R> x=c(92, 3, 1, 4, 15, 4)
R> rank(x)
[1] 6.0 2.0 1.0 3.5 5.0 3.5
rank()
can give the ranks of elements in a vector. I want to find the approximate ranks of numbers that may not be in the vector.
For example, the ordered elements are
R> sort(unique(x))
[1] 1 3 4 15 92
The weights are c(1, 1, 2, 1, 1)
, with the ranks of c(1, 2, 3.5, 5, 6)
.
If I look up the approximate rank of a number not in the vector, for example, 3.5, I will have the approximate rank as 2*1/3+3.5*2/3=3
. 2
is the rank of 3
(the greatest number no greater than 3.5
), 3.5
is the rank of 4
(the least number no less than 3.5
). 1/3
is the normalized weight of 3
, 2/3
is the normalized weight of 4
.
When the look-up number is less than the least number in the vector (1 in the example), the approximate rank will be 1. When the lookup number is greater than the greatest number in the vector (92), the rank will be the length of the vector (6 in the example).

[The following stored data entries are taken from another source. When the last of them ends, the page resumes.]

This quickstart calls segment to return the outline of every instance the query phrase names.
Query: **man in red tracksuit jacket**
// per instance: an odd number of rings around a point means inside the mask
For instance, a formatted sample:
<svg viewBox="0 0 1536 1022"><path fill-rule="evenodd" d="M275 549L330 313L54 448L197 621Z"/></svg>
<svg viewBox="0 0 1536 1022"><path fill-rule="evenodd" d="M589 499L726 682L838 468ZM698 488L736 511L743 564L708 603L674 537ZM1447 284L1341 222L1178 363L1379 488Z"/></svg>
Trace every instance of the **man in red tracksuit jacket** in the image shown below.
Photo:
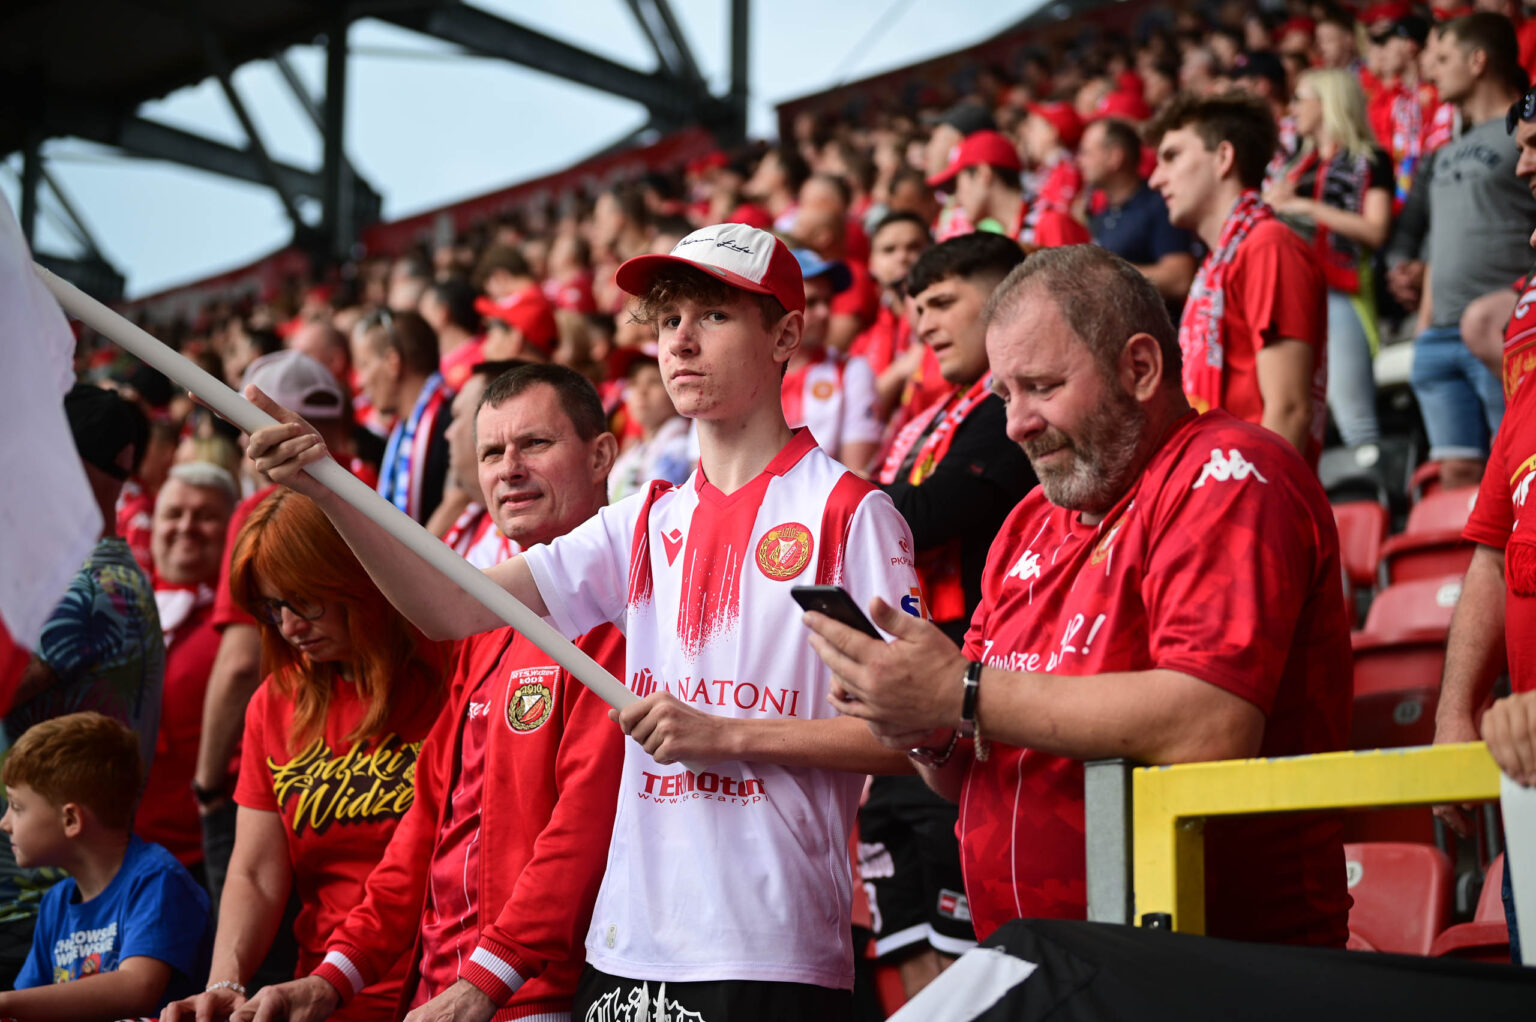
<svg viewBox="0 0 1536 1022"><path fill-rule="evenodd" d="M616 444L590 383L525 365L486 388L476 413L486 505L525 548L605 502ZM617 629L577 645L624 669ZM422 746L416 799L324 962L268 987L237 1020L327 1018L387 974L412 970L399 1012L418 1017L568 1017L608 855L623 735L608 707L511 628L455 650L448 707Z"/></svg>

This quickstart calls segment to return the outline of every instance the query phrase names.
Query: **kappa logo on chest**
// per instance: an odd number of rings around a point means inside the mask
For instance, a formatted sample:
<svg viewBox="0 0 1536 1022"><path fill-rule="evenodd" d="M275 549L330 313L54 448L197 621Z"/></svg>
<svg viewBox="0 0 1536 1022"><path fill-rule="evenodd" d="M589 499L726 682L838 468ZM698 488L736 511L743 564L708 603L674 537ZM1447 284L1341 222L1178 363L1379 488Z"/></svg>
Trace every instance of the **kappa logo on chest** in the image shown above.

A simple piece of the code is below. But it is not efficient if I want to look up many numbers for their approximate rank. It is also not robust against cases like when the lookup number is found in the vector, or the lookup number is outside the range of the vector.
w = sapply(split(rank(x), x), length)
r = sapply(split(rank(x), x), head, n=1)
d = data.frame(x=as.numeric(names(w)), w=w, r=r)
i1 = with(d, max(seq_along(x)[x<=3.5]))
i2 = with(d, min(seq_along(x)[x>=3.5]))
w1 = (d[i2, 'x']-3.5)*d[i1, 'w']
w2 = (3.5-d[i1, 'x'])*d[i2, 'w']
(w1*d[i1, 'r']+w2*d[i2, 'r'])/(w1+w2)
Is there a robust and efficient solution to this problem?
Edit
approxfun()
seems to be relevant (for interpolation). But I don't find it can give some nodes more weights. Some linear interpolation with weight may be helpful.